Deep dive

Moving through the silence

Isabelle Oderberg is always asking 'why'. A journalist and now a novelist, Oderberg said writing her book Hard to Bear was a huge undertaking, but she is glad she did it.

Up to 150,000 Australian families are faced with a miscarriage every year. Every five minutes, someone experiences a miscarriage and studies show that up to one in four women who know they are pregnant will have a miscarriage before 20 weeks. That figure is likely much higher if you factor in early miscarriages that occur before a woman knows she is even pregnant.

According to a survey done in 2020 by Jean Hailes for Women’s Health, 60 per cent of respondents said they had not been given enough information about miscarriage to properly manage their loss.

These are harrowing facts. And they’re hard facts to read. Which is why Isabelle Oderberg decided she wanted to do something.

The journalist, whose first on-staff role was with this very masthead, said she is naturally inquisitive – as journalists must be – and when faced with her own journey through miscarriage and pregnancy found she needed to share. But, she explained, not until her personal journey was complete.

“I had one miscarriage followed by one living child, and then I had five miscarriages and then my second living child, so it was quite the journey,” she shared with The AJN. “Being a journalist and having somewhat of a public profile, I had spoken publicly about my losses as they’d happened. And being a journalist and having a lot of contacts in the industry, I was asked many, many times to write about it. I made the decision that I just didn’t want to write about it until my journey was over.” So, when her daughter was born, she started writing. Yet as she delved into the research, she realised it wasn’t just a feature.

“It wasn’t even a series,” she said. “It’s a big undertaking, but the more research I did, the more I realised that there are so many topics intersecting. I could have written three books.”

But despite the avalanche of information, she settled on one book, Hard to Bear – a clever play on words for a book that looks at childbearing and the emotional journey that accompanies it.

Rather than coming at the story from a place of emotion – which she said many people do – the investigative side of her wanted to share the stats and the facts. So, she made the decision to weave her personal experiences through the science.

“For me, it was really important that when I worked on the journalistic side, that I wasn’t doing it solely as a personal lived experience. I really wanted to do it as I would any other topic as a journalist and put my journalist hat on, and look at the data and the facts and really examine what is going wrong.”

The answer, Oderberg explained, is a lot, spanning from misogyny in medicine all the way through to the environment that we’re living in.

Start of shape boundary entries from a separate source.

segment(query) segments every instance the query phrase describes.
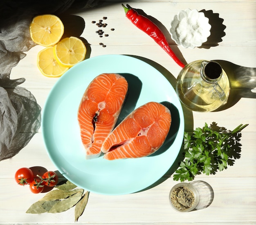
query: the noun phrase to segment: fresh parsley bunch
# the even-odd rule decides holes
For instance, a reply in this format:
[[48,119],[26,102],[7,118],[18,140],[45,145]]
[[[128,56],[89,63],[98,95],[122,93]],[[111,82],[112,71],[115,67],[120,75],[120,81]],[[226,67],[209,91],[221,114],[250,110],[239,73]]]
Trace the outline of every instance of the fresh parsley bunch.
[[194,179],[197,174],[207,175],[221,171],[240,158],[241,131],[248,125],[240,125],[233,131],[213,123],[209,127],[197,128],[191,134],[185,132],[184,158],[173,175],[173,180],[183,182]]

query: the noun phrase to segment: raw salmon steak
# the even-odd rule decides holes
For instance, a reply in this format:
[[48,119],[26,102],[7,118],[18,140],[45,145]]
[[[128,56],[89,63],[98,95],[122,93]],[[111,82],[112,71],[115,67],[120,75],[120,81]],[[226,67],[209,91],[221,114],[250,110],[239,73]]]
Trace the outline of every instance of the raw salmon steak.
[[136,109],[111,132],[103,143],[109,160],[140,158],[155,152],[170,130],[171,116],[164,105],[150,102]]
[[102,74],[85,90],[78,119],[86,158],[101,155],[102,143],[115,127],[128,89],[128,83],[123,76]]

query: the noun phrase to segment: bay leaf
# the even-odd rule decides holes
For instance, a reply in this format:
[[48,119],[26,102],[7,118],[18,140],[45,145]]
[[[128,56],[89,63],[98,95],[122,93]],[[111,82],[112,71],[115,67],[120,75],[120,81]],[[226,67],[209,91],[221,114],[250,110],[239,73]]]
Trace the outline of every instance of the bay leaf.
[[67,198],[64,199],[55,204],[48,212],[56,213],[69,209],[75,205],[82,198],[82,192],[78,192]]
[[61,200],[72,196],[78,192],[81,192],[83,189],[76,189],[74,190],[53,190],[47,193],[42,198],[39,200],[53,201]]
[[43,204],[45,202],[45,201],[38,201],[34,203],[27,210],[26,213],[38,214],[47,212],[47,211],[43,207]]
[[43,204],[42,207],[47,212],[49,212],[54,205],[59,201],[59,200],[45,201],[45,203]]
[[84,211],[88,202],[89,193],[86,192],[83,196],[82,199],[78,202],[75,207],[75,222],[77,222],[78,218],[82,215]]
[[58,188],[60,190],[65,190],[66,191],[72,190],[76,187],[77,186],[76,185],[74,185],[69,180],[67,180],[65,183],[60,185],[59,186],[55,186],[56,188]]

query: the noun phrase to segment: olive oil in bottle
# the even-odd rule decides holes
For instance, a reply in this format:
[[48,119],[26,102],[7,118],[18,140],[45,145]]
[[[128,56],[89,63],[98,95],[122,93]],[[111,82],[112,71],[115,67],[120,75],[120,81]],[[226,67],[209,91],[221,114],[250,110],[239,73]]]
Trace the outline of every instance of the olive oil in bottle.
[[180,72],[176,91],[181,101],[191,110],[211,111],[227,102],[229,82],[218,63],[197,60],[186,65]]

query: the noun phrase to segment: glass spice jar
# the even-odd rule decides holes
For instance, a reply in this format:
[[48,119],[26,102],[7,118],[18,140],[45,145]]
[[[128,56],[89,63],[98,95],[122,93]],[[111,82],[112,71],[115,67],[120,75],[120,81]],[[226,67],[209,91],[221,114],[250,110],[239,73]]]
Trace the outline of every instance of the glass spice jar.
[[177,184],[171,190],[170,203],[180,212],[189,212],[195,209],[199,202],[199,194],[196,189],[189,183]]

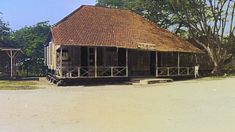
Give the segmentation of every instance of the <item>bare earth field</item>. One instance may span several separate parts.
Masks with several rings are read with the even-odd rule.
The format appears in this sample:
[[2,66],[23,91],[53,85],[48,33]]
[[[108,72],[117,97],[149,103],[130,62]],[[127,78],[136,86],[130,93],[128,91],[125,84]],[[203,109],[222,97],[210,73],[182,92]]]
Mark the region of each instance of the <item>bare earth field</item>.
[[39,85],[44,88],[0,91],[0,132],[235,131],[235,78]]

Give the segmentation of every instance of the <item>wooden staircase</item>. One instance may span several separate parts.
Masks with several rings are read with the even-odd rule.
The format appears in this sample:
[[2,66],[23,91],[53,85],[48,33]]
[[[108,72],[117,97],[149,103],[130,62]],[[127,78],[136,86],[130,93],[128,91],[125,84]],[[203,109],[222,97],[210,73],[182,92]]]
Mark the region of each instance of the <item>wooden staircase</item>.
[[157,84],[173,82],[171,78],[133,78],[131,79],[132,85],[143,85],[143,84]]

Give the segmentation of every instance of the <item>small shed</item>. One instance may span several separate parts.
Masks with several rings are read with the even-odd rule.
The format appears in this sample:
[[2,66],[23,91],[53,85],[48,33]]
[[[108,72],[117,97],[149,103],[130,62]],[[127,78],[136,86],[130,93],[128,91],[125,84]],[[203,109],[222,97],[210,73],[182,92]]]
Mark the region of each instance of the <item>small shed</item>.
[[16,59],[21,50],[6,41],[0,41],[0,77],[16,75]]
[[129,10],[81,6],[51,28],[45,64],[59,79],[188,76],[200,53]]

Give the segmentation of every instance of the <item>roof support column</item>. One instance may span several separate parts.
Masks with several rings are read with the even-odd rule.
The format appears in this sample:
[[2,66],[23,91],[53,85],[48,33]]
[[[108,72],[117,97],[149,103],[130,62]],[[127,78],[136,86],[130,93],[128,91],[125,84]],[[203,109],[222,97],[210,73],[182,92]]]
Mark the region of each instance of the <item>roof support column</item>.
[[10,51],[10,58],[11,58],[11,77],[13,77],[13,53],[12,53],[12,50]]
[[7,51],[7,55],[10,57],[11,59],[11,77],[13,77],[13,60],[17,55],[17,51],[13,51],[13,50],[9,50],[9,52]]
[[60,77],[63,77],[63,47],[60,47]]
[[156,75],[156,77],[158,77],[158,52],[157,51],[156,51],[156,58],[155,59],[156,59],[156,66],[155,66],[156,67],[156,74],[155,75]]
[[95,47],[95,78],[97,78],[97,47]]
[[180,53],[178,52],[178,56],[177,56],[177,69],[178,69],[178,75],[180,75]]
[[129,75],[129,71],[128,71],[128,49],[126,49],[126,77],[128,77]]

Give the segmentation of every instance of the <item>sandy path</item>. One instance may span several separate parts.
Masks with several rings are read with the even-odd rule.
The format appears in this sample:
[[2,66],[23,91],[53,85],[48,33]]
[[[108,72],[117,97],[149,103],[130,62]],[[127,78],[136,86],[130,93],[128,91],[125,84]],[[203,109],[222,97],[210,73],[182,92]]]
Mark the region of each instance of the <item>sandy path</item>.
[[233,132],[235,78],[0,91],[0,132]]

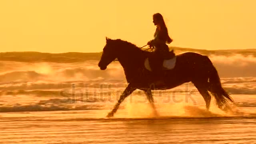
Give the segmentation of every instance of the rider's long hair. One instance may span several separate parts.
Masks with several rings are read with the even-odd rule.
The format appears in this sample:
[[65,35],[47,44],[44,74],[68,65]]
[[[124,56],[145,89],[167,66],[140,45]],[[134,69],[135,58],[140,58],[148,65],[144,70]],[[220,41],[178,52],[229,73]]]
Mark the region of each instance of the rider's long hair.
[[172,40],[170,36],[169,36],[168,30],[165,25],[165,23],[164,22],[164,20],[163,16],[162,16],[162,15],[160,13],[157,13],[154,14],[153,15],[153,17],[159,22],[161,26],[161,30],[163,30],[163,31],[162,32],[163,33],[166,35],[166,36],[164,36],[166,38],[166,42],[168,44],[170,43]]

While many people said her idea to interlace her personal story throughout the science as vignettes wouldn’t work, from a journalistic perspective, Oderberg said, it felt right. And it definitely works, taking the reader on an emotionally charged journey while laying down the scientific and medical facts at the same time to ensure a deeper understanding of why.

And it’s not just ‘why’ when it comes to the medical aspect of miscarriage. It’s also the ‘why’ surrounding the silence and lack of change that she wanted to address.

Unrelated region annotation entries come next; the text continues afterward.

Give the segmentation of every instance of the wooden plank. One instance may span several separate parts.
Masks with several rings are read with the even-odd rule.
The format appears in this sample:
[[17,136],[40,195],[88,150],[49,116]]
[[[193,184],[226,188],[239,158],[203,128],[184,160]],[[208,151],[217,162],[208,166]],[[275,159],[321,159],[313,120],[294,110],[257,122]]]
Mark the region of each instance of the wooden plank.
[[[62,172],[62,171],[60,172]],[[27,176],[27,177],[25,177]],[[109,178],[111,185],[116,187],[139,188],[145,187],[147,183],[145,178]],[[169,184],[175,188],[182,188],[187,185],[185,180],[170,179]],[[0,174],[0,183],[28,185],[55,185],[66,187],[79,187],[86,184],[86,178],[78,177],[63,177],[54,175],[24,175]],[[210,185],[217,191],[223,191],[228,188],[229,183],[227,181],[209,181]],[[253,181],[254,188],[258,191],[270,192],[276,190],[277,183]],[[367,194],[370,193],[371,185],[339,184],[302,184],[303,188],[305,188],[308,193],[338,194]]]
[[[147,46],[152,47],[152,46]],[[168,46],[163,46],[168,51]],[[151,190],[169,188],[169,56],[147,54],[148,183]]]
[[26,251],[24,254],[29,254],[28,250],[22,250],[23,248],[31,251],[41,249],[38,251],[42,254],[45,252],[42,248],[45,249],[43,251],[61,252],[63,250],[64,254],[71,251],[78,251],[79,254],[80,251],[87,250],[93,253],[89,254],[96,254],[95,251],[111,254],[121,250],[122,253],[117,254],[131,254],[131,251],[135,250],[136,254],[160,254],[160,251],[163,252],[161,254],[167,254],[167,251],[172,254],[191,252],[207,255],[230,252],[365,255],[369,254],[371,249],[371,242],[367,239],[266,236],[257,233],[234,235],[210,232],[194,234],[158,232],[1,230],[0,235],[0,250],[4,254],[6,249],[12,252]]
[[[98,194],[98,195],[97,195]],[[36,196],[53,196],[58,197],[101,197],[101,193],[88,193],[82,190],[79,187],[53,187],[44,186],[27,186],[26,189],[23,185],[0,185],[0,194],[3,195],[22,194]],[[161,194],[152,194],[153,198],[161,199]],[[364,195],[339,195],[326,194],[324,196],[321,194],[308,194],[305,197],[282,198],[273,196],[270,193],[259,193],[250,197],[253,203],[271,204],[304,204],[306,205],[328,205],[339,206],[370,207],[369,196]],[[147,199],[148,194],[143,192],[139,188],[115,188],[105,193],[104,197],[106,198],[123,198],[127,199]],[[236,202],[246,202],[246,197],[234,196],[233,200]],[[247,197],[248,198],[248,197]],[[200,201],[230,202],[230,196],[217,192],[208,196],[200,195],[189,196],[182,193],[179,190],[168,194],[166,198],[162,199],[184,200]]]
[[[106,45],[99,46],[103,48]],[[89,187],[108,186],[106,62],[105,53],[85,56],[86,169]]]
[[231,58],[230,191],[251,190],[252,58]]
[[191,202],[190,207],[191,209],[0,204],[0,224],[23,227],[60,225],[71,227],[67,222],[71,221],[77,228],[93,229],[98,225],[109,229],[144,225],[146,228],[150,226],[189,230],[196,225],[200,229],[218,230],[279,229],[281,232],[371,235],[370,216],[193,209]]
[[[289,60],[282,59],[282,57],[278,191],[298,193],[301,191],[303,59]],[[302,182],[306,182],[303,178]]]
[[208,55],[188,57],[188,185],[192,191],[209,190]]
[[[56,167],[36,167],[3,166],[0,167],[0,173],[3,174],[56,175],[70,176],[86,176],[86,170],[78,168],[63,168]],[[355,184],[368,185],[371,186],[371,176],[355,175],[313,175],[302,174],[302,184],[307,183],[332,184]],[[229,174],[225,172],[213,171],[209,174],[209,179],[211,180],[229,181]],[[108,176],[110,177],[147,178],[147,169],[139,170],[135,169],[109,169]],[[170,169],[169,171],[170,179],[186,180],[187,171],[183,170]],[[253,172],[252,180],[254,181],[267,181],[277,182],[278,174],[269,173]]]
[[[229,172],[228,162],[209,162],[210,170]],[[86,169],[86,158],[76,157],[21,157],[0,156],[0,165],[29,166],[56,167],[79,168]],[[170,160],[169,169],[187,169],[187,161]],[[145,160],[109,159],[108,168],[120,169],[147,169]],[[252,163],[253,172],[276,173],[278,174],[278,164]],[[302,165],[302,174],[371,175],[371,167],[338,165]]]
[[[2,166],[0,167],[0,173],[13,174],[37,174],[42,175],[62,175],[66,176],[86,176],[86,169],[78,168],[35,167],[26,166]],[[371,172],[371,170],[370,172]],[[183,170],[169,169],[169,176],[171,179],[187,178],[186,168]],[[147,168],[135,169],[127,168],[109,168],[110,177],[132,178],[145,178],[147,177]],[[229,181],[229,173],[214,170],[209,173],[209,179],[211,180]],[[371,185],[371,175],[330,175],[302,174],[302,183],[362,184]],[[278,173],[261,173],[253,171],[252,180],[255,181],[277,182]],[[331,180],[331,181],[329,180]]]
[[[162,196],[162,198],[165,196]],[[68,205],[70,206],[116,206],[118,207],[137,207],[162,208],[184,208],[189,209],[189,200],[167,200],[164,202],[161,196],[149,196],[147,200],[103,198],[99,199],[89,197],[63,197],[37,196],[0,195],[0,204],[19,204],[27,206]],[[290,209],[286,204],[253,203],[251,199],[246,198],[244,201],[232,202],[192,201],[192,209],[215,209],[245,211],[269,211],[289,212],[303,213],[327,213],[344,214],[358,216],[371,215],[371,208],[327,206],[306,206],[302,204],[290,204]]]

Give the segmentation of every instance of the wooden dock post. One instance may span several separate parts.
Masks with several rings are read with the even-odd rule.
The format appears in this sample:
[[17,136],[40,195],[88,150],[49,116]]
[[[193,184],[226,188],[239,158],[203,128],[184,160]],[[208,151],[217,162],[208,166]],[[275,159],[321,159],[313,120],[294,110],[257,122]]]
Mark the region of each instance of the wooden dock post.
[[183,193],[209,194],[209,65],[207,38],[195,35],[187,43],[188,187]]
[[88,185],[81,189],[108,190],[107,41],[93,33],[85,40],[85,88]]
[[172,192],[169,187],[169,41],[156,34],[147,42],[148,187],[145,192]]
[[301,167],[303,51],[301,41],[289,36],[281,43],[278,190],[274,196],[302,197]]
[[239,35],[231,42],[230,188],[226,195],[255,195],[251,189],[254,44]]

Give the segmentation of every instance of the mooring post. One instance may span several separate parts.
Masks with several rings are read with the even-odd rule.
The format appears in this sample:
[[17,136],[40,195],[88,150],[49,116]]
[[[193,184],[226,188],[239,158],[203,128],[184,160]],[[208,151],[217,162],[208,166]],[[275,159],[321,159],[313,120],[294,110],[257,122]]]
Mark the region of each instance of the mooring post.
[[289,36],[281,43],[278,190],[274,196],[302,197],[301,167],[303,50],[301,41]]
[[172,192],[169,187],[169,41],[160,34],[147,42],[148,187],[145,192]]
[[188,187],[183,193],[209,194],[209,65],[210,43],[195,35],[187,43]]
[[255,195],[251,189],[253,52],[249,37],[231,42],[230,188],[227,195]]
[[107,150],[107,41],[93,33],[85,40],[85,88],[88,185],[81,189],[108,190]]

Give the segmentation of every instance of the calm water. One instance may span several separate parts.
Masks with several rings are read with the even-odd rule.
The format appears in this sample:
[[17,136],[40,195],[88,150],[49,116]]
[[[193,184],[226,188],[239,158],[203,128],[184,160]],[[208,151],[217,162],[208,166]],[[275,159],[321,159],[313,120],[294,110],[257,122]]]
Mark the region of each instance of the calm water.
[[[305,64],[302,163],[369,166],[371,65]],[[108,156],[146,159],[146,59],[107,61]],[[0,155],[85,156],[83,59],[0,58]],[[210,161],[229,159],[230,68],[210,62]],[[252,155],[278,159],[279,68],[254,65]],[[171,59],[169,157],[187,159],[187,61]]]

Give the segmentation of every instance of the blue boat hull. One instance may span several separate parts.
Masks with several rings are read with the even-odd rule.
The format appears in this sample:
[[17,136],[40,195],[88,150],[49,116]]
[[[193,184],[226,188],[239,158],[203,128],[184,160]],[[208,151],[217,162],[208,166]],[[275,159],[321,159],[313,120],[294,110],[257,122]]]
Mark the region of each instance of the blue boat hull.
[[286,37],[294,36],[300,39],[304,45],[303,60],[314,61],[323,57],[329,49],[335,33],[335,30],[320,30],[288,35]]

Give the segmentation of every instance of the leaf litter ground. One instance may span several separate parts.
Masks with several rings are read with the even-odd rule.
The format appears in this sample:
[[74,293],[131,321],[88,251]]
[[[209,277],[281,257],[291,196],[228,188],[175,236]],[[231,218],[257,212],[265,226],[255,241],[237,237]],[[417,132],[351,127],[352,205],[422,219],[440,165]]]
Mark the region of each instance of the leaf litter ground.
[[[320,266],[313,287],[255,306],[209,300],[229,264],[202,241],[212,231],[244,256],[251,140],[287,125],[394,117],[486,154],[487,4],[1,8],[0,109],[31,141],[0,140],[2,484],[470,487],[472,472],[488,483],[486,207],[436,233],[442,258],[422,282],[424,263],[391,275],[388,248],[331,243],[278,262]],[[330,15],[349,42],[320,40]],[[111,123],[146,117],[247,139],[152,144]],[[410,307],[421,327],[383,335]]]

Explaining that in one chapter she focuses on depictions of miscarriage in pop culture, Oderberg said that while it’s a good thing that people share, it never actually goes anywhere.

“Every time a celebrity has a miscarriage, they might write a column about it, they might run an Instagram post about it, and then there would be an outpouring of ‘miscarriage is a taboo topic. But it shouldn’t be a taboo topic. We must move forward’,” she said “But, that’s where it would end. The news cycle would move on and everyone would move on.”

But as Oderberg points out, at no stage was anyone asking why it is a taboo topic, where the silence comes from and whether it has always been that way.

“Where does the silence come from and why does it exist?” she asked, before she said she moved into looking at what we do know and what we don’t know.

“That’s when I made some discoveries about the lack of data and the lack of insight, and then from there, I investigated. And so, I asked, ‘How did we end up here? How do we fix it?’”

Importantly, Oderberg also addresses the fact that miscarriage is more than just a women’s issue. It affects men, non-binary, gender-diverse people as well, and of course, family members and friends, and the person’s wider circle as well.

Oderberg acknowledges that she has laid herself and her story bare through her book. But she hopes that it helps.

“My story is my story. It is what it is,” she said. “I’m hoping people think that as a piece of writing it’s good, but equally … I hope that it paints a picture to help people see a way forward and a way for change.”

Of course, she hopes that readers find it interesting and that it opens their eyes to things they may not be aware of – topics such as identity, reproductive justice, the Aboriginal experience and also her experience with Judaism through her miscarriages.

“I hope that those who read it understand the need for change,” she said.

And as for the chapter titles, which are all taken from songs, she said the idea started as a giggle but then seemed to work.

“I think there’s always room to smile even when you’re unpacking something sad,” she said, acknowledging that while the book deals with difficult themes, not every aspect is sad. There is also a lot of hope, and even a call to arms.

“I really wanted to have some moments of levity where you could breathe.”